Monsieur A AT AK de D

[…]

[…]

représenté par Me AR AKNIN, avocat au barreau de PARIS, vestiaire #B0398

[…]

[…]

[…]

représentée par Me AR AKNIN, avocat au barreau de PARIS, vestiaire #B0398

Madame J AF V de B

[…]

[…]

représentée par Maître Hélène HARTWIG- DE BLAUWE de l’AARPI ONYX AVOCATS, avocats au barreau de PARIS, vestiaire #D0833

COMPOSITION DU TRIBUNAL

Mme AR X, Premier vice-Présidente Adjointe

M. Jérôme HAYEM, Vice-président

Mme F G, juge

assistés de Frédérique ADENET-LOUVET, Greffier lors des débats et de AP AQ, Greffier lors de la mise à disposition.

DÉBATS

A l’audience collégiale du 08 Février 2018, tenue en audience publique, Mme X a présidée et fait lecture du rapport en application de l’article 785 du Code de Procédure Civile. Après clôture des débats, avis a été donné aux avocats que le jugement serait rendu par mise à disposition au greffe le 29 mars 2018.

JUGEMENT

Rendu publiquement par mise à disposition au greffe

Contradictoire

En premier ressort

EXPOSÉ DU LITIGE

C de D, dont le dernier domicile était situé à Paris, est décédé le 14 mars 2013 laissant pour lui succéder :

— sa fille Y née d’une première union avec H I,

— ses deux fils Z et A, nés de sa seconde union avec AC-AD N,

— Mme J B, son épouse en troisièmes noces,

selon l’acte de notoriété établi le 19 avril 2013 par Me Durant des Aulnois, notaire à Paris.

C de D a exprimé ses dernières volontés dans un testament olographe du 10 janvier 2008 suivi d’un codicille daté du 25 décembre 2011 ainsi rédigés :

Le 10 janvier 2008

Ceci est mon testament – et annule tout Autre d’une date anterieure-

Je soussigné C de D, retraité, né le […], […], divorcé en premières noces de Mme H I, et veuf en secondes noces de Mme AC-AD N, déclare faire mon testament de la manière

suivante :

Je nomme comme exécuteur testamentaire avec les pouvoirs les plus étendus : Madame K L, née K M de Loubardère.Je demande que tout ce qui appartenait à mon épouse Mme AC AD N, decedée

en 1994, (tableaux, onjets d’art, bijoux, argenterie), dont certains avec factures au nom de Mme M. T N, soient bien remis à ses deux fils : Z et A, et non contestés par ma fille Y de D

née d’un premier mariage En cas de contestations pour les partages de

numéraires, objets ou biens quel qu’ils soient, par l’un quelconque de mes trois enfants ou par plusieurs de mes trois enfants, je prive ce dernier ou ces derniers de tous droits dans la quotité disponible, et sa part ou leurs parts, ira accroître la part ou les de l’autre ou des autres. Seule Mme K L est apte à juger du bien fait de cette clause, de son application, et de son exécution…/….

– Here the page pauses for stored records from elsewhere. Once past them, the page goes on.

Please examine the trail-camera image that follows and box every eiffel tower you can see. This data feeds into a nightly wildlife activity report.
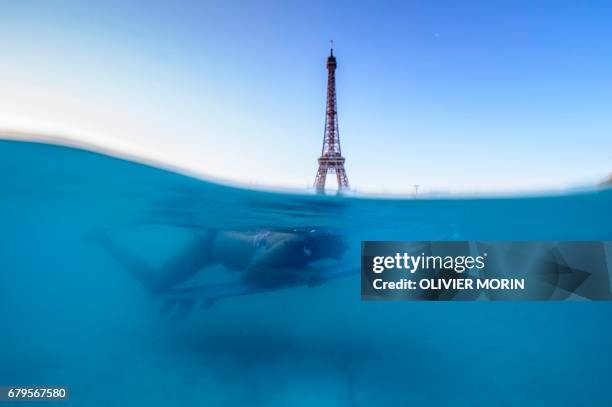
[314,43,349,193]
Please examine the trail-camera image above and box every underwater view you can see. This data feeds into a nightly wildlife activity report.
[0,140,612,407]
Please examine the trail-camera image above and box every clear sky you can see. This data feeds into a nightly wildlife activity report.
[0,0,612,192]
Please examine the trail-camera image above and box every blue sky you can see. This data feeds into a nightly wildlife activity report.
[0,1,612,192]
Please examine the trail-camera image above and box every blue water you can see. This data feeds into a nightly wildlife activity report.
[0,141,612,406]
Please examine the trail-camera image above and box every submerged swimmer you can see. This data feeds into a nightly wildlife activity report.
[92,229,347,294]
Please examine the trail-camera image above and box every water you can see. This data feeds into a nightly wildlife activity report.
[0,141,612,406]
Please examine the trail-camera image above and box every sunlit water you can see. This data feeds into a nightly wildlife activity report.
[0,141,612,406]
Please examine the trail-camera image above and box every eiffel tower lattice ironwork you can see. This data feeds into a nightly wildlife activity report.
[314,44,349,192]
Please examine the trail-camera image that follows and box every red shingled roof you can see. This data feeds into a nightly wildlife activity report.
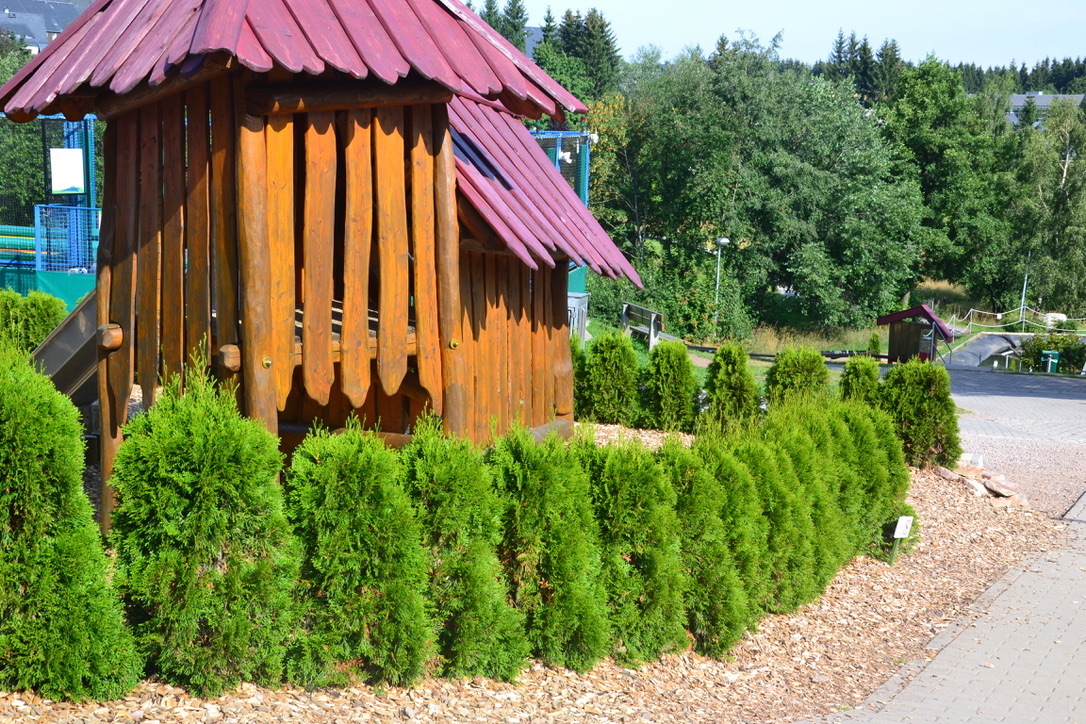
[449,98,642,287]
[0,0,585,117]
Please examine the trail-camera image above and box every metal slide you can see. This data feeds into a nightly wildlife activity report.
[34,291,98,407]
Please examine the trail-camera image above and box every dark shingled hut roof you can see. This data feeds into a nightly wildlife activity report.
[0,0,585,120]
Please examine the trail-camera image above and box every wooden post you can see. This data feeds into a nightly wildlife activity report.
[433,105,469,435]
[237,114,279,434]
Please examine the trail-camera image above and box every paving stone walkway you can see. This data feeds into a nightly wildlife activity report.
[808,369,1086,724]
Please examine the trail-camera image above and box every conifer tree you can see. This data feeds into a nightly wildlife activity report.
[401,416,528,681]
[0,350,142,700]
[112,360,299,697]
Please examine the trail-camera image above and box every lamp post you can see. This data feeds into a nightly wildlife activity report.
[712,237,732,333]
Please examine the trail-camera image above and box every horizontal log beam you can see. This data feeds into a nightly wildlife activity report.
[245,81,453,115]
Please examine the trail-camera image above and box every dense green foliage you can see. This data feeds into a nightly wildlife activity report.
[288,419,431,686]
[0,289,67,353]
[841,356,880,405]
[0,350,141,700]
[880,359,961,467]
[702,342,761,430]
[574,440,686,663]
[641,342,697,432]
[766,347,830,405]
[112,368,300,696]
[488,429,610,671]
[578,331,639,423]
[401,417,528,681]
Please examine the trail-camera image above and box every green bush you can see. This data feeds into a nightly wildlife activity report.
[0,350,141,700]
[641,342,697,432]
[583,332,637,424]
[288,418,431,687]
[694,435,772,625]
[488,429,609,671]
[0,289,67,353]
[1022,332,1086,372]
[112,365,299,696]
[702,342,760,431]
[879,359,961,467]
[401,416,529,681]
[841,357,880,405]
[766,347,830,405]
[573,439,686,664]
[658,439,754,659]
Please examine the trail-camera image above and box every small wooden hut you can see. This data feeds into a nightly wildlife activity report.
[0,0,640,525]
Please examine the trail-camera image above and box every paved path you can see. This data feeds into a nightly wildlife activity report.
[799,369,1086,724]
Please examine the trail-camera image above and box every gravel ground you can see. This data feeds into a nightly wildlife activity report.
[0,427,1072,724]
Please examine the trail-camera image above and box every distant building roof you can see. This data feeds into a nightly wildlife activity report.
[875,304,954,344]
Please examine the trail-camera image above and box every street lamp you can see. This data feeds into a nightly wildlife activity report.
[712,237,732,333]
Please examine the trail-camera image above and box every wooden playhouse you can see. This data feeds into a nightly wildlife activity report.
[0,0,640,525]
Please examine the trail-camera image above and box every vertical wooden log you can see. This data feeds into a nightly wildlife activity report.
[411,105,443,415]
[185,86,211,359]
[94,122,121,534]
[458,253,482,442]
[433,104,472,435]
[340,109,374,408]
[136,103,162,407]
[266,115,295,411]
[237,113,279,434]
[162,94,186,374]
[531,264,551,428]
[540,264,555,422]
[551,259,573,422]
[374,107,408,395]
[517,264,536,428]
[302,112,336,405]
[211,77,238,381]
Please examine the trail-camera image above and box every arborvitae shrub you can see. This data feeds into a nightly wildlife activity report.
[841,357,880,405]
[488,429,610,671]
[880,359,961,467]
[766,347,830,405]
[657,439,754,659]
[641,342,697,431]
[0,289,67,353]
[583,332,637,424]
[694,435,772,625]
[0,350,141,700]
[288,418,431,686]
[401,417,529,681]
[702,342,760,430]
[573,439,686,663]
[112,365,299,696]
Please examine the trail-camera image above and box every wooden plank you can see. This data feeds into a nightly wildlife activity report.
[185,86,211,359]
[411,104,442,416]
[517,264,535,428]
[340,110,374,408]
[162,94,186,374]
[265,111,296,411]
[247,80,453,115]
[211,78,238,381]
[551,261,573,421]
[374,107,408,395]
[94,123,124,534]
[237,114,279,434]
[431,105,472,435]
[136,103,162,406]
[302,113,336,405]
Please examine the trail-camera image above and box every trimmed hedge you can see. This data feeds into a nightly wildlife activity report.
[288,417,431,687]
[0,350,142,700]
[401,416,529,681]
[112,366,299,697]
[879,359,961,468]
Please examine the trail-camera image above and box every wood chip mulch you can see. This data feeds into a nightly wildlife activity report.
[0,433,1063,724]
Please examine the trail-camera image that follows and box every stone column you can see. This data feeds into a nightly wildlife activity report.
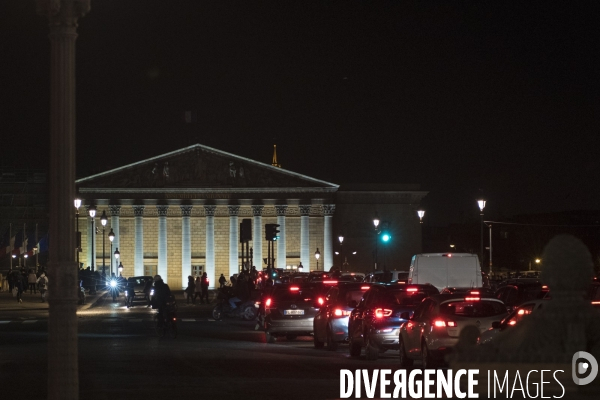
[84,206,96,268]
[134,206,144,276]
[108,206,121,275]
[204,206,217,288]
[300,205,310,272]
[156,206,169,283]
[37,0,90,400]
[252,206,265,271]
[180,206,192,289]
[275,206,287,269]
[227,206,240,276]
[322,204,335,271]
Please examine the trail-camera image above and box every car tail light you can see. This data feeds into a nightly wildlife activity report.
[333,308,351,317]
[375,308,392,318]
[432,319,457,328]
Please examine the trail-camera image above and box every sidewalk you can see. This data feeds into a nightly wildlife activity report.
[0,290,108,311]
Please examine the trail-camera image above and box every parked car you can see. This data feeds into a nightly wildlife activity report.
[478,300,548,344]
[364,270,408,283]
[313,282,371,351]
[398,294,508,368]
[264,284,320,343]
[494,278,548,312]
[348,283,439,360]
[408,253,483,290]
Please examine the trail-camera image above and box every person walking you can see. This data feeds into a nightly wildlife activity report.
[15,275,24,303]
[185,275,196,304]
[194,276,202,304]
[200,272,210,304]
[27,269,37,294]
[37,272,48,303]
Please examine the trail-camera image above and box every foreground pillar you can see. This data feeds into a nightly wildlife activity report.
[37,0,90,400]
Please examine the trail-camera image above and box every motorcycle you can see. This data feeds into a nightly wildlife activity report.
[212,287,257,321]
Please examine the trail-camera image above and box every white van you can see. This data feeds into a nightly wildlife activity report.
[408,253,483,290]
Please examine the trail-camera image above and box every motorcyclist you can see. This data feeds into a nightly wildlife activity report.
[152,275,171,327]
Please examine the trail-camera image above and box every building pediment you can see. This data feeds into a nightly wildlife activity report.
[76,144,338,191]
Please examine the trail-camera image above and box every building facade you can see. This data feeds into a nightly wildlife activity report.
[76,144,424,288]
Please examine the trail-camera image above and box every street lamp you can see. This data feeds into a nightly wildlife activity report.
[108,228,115,277]
[477,199,485,266]
[88,205,96,272]
[338,236,344,271]
[373,213,379,270]
[100,210,108,276]
[74,199,81,269]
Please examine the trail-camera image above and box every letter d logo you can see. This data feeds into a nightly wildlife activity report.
[571,351,598,386]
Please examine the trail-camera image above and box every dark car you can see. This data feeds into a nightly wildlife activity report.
[348,283,439,360]
[494,278,548,312]
[313,282,371,351]
[264,284,320,343]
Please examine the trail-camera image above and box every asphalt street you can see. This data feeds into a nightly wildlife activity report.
[0,293,399,400]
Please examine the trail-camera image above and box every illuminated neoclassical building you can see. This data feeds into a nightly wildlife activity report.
[76,144,426,288]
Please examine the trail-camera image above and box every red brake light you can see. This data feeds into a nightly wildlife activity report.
[375,308,392,318]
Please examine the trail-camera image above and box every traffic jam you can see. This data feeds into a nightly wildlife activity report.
[236,253,600,368]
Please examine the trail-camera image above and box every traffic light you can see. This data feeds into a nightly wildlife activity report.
[265,224,279,241]
[240,218,252,243]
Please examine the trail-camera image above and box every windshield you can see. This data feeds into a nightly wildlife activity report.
[440,300,506,318]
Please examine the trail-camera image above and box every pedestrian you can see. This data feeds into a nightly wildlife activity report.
[185,275,196,304]
[194,276,202,303]
[27,269,37,294]
[200,272,210,304]
[15,275,24,303]
[37,272,48,303]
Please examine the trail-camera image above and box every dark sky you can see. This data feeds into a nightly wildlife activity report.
[0,0,600,224]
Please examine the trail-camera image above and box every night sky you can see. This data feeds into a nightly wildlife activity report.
[0,0,600,224]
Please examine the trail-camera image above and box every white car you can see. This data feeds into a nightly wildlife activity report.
[478,300,548,344]
[399,291,508,368]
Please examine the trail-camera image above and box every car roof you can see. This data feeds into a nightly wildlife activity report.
[430,294,504,304]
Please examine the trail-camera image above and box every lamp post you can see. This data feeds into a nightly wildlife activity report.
[338,236,344,271]
[477,199,485,267]
[373,213,379,270]
[89,205,96,272]
[108,228,115,277]
[100,210,108,277]
[74,199,81,269]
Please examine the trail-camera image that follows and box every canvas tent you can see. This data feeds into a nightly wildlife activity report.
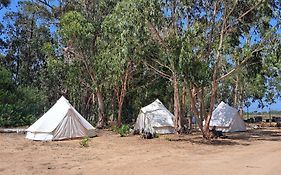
[26,96,95,141]
[134,99,175,134]
[210,102,246,132]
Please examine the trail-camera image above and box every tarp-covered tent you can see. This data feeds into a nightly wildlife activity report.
[26,96,95,141]
[210,102,246,132]
[134,99,175,134]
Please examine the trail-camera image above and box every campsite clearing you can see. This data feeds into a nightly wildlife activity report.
[0,128,281,175]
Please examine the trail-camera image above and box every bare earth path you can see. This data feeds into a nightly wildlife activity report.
[0,129,281,175]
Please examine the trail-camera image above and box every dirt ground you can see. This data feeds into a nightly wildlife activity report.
[0,128,281,175]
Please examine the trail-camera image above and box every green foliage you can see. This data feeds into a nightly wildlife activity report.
[0,67,46,127]
[59,11,95,43]
[79,137,90,148]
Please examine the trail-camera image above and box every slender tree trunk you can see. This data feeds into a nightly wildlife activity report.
[96,89,107,128]
[109,91,115,123]
[117,61,132,126]
[189,85,201,133]
[172,75,181,133]
[181,80,187,120]
[239,81,244,119]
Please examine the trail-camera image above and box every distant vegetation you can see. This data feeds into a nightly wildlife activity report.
[0,0,281,138]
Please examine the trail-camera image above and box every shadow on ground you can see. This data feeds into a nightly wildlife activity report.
[162,128,281,146]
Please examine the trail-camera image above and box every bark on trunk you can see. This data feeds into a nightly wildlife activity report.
[116,62,132,127]
[189,85,203,133]
[96,89,107,128]
[172,75,181,133]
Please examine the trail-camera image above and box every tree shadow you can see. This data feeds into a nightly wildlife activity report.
[162,128,281,146]
[226,127,281,141]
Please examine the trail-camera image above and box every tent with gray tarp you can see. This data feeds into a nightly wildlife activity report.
[210,102,246,132]
[134,99,175,134]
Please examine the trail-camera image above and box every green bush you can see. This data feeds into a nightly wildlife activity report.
[113,124,130,137]
[0,66,47,127]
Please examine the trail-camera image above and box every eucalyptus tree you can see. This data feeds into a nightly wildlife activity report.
[98,0,280,138]
[59,0,118,127]
[0,0,11,10]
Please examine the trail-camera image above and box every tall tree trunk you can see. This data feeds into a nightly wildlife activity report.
[96,89,107,128]
[239,81,244,119]
[117,61,132,126]
[181,80,187,120]
[189,84,201,133]
[172,75,181,133]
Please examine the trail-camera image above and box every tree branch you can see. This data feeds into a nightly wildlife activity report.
[143,62,171,80]
[216,47,263,82]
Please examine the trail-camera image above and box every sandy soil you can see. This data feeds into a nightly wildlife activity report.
[0,128,281,175]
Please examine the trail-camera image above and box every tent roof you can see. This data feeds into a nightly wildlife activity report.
[141,99,173,116]
[210,101,238,127]
[27,96,94,132]
[137,99,174,127]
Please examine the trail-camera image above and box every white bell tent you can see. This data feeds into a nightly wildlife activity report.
[210,102,246,132]
[134,99,175,134]
[26,96,96,141]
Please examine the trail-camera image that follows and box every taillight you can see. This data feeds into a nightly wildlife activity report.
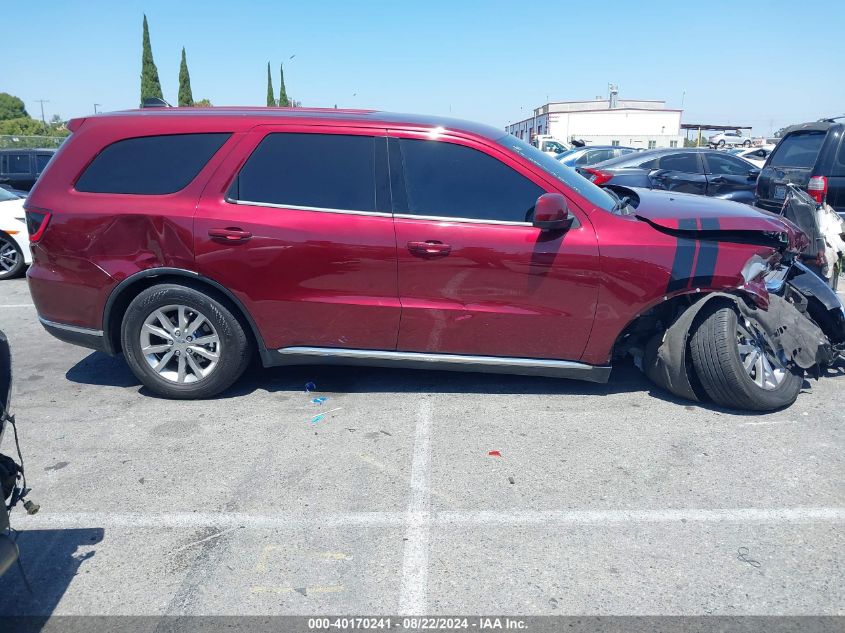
[584,167,613,185]
[807,176,827,204]
[26,209,51,243]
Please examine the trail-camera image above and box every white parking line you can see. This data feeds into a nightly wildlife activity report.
[399,400,431,615]
[21,506,845,532]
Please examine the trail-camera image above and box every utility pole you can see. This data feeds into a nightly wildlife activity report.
[36,99,50,131]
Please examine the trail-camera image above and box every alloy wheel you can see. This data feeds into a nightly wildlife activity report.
[0,236,21,273]
[140,305,223,383]
[736,319,787,391]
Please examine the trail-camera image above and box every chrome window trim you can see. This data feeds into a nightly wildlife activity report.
[226,199,393,218]
[38,316,103,336]
[393,213,534,226]
[276,346,605,372]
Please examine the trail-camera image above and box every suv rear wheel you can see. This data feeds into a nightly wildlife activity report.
[0,231,26,280]
[690,301,803,411]
[121,284,251,399]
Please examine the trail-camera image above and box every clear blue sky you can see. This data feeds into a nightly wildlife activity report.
[0,0,845,134]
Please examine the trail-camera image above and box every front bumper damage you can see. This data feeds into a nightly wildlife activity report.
[642,286,837,402]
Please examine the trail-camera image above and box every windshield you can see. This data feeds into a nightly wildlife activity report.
[0,187,18,202]
[769,132,825,169]
[554,147,581,160]
[496,134,616,211]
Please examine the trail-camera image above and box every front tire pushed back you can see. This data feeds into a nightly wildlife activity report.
[121,284,252,400]
[690,300,803,411]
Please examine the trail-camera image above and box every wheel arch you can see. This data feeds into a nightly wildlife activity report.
[614,292,751,401]
[103,267,269,364]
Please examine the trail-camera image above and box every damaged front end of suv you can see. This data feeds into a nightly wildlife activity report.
[616,189,845,411]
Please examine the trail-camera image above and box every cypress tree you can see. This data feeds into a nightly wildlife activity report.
[141,14,164,105]
[279,64,290,108]
[179,46,194,106]
[267,62,276,108]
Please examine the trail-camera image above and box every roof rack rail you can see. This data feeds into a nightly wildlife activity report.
[141,97,173,108]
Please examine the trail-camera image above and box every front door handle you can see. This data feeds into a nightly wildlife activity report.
[208,226,252,242]
[408,240,452,257]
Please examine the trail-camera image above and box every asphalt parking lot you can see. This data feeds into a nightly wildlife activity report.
[0,280,845,615]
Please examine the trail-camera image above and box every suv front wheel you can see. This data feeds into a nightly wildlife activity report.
[690,301,803,411]
[121,284,251,399]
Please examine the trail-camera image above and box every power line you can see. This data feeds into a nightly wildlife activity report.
[35,99,50,129]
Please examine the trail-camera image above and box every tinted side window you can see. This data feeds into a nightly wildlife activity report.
[76,133,231,195]
[6,154,30,174]
[769,132,825,169]
[706,154,754,176]
[235,132,376,211]
[587,149,614,165]
[660,152,701,174]
[830,134,845,176]
[399,139,545,222]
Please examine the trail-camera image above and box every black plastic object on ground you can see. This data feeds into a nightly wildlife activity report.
[781,185,825,259]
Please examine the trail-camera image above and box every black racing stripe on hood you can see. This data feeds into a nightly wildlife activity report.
[666,218,698,292]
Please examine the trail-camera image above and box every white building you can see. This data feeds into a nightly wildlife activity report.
[505,93,684,149]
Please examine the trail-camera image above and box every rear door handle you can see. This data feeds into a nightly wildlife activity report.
[408,240,452,257]
[208,227,252,242]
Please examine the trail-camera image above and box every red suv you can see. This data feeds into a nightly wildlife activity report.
[21,108,842,409]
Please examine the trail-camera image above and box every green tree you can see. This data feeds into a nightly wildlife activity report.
[267,62,276,108]
[141,14,164,105]
[279,64,290,108]
[179,46,194,106]
[0,92,29,121]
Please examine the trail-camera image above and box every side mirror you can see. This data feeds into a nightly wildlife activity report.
[532,193,572,231]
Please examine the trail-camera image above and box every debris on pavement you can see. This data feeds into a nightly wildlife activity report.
[311,407,343,424]
[736,547,761,567]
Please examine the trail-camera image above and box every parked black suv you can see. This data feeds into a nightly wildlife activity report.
[754,117,845,217]
[0,149,56,191]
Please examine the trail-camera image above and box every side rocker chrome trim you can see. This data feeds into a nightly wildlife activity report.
[38,316,103,336]
[276,347,610,382]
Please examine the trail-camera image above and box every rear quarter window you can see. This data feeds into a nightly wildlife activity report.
[769,132,825,169]
[76,132,231,195]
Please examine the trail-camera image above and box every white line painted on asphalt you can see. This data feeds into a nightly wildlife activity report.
[399,400,431,615]
[435,508,845,526]
[21,506,845,532]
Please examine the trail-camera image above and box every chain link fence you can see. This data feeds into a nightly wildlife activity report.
[0,134,67,149]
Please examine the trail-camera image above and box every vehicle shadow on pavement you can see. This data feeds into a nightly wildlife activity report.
[0,528,105,617]
[65,352,845,416]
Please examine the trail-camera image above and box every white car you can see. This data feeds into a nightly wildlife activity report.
[707,130,752,149]
[0,187,32,281]
[730,145,775,169]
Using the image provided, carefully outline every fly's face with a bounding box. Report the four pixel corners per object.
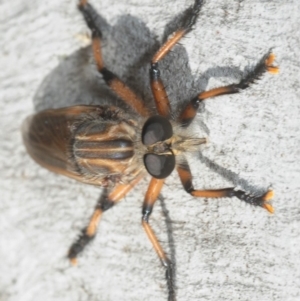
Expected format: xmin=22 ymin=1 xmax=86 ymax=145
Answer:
xmin=142 ymin=115 xmax=206 ymax=179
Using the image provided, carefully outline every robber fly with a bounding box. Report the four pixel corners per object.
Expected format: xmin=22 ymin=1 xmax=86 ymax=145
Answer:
xmin=23 ymin=0 xmax=279 ymax=300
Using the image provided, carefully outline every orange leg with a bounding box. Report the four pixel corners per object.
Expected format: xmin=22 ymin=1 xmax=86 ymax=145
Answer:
xmin=150 ymin=0 xmax=204 ymax=117
xmin=142 ymin=178 xmax=175 ymax=300
xmin=68 ymin=177 xmax=141 ymax=265
xmin=177 ymin=158 xmax=274 ymax=213
xmin=78 ymin=0 xmax=149 ymax=117
xmin=179 ymin=51 xmax=279 ymax=127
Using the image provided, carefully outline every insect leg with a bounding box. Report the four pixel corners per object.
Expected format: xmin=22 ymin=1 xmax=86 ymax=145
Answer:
xmin=142 ymin=178 xmax=175 ymax=300
xmin=150 ymin=0 xmax=204 ymax=117
xmin=179 ymin=51 xmax=279 ymax=127
xmin=177 ymin=161 xmax=274 ymax=213
xmin=68 ymin=177 xmax=141 ymax=265
xmin=78 ymin=0 xmax=149 ymax=117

Certifie conforme ce jour, et remplace tout autre testament à cette date-

Fait le 10 janvier 2008"

CODICILLE à mon testament du 10 janvier 2008-

Le 25 Décembre 2011-

Je soussigné C de D né le […], demeurant à Paris, au […] de J AF AG née contrat, déclare que ceci est un codicille à mon testament du 10/01/08 dont je confirme bien mes dispositions testamentaires, sous réserve des aménagements ci après- Il annule et remplace le codicille du premier Juillet 2009-

Je lègue à mon épouse actuelle 25% de mes portefeuilles titres, placements

financiers et comptes bancaires- (Voir HSBC Paris, Reyl Paris, Palatine Paris) au choix de ma légataire la délivrance de ce legs en espèces, (Euros) ou dation de titres- Je prive mon épouse de tous autres droits dans ma succession et notamment de tous ses droits quelconques sur mes meubles, tableaux, etc… y compris le droit d’usage viager du mobilier garnissant la

résidence principale.

Je déclare vouloir maintenir mon épouse dans son droit temporaire (1an), sur le logement dont je suis usufruitier sis à Paris ([…], à ses Frais et qui constitue notre résidence principale.

Je souhaite que mon épouse puisse continuer à aller de temps à autre séjourner dans la propriété de mes deux fils en Dordogne, (Le Bournaguet)

comme nous en avons discuté avec Z et A-

Fait à Paris, Le 25 décembre 2011 »

Me O P a été choisi par les héritiers comme notaire chargé du partage avec l’assistance de Me T-AK AL, notaire assistant de Mme Y de D.

Un inventaire des meubles du domicile conjugal a été réalisé le 23 juillet 2013.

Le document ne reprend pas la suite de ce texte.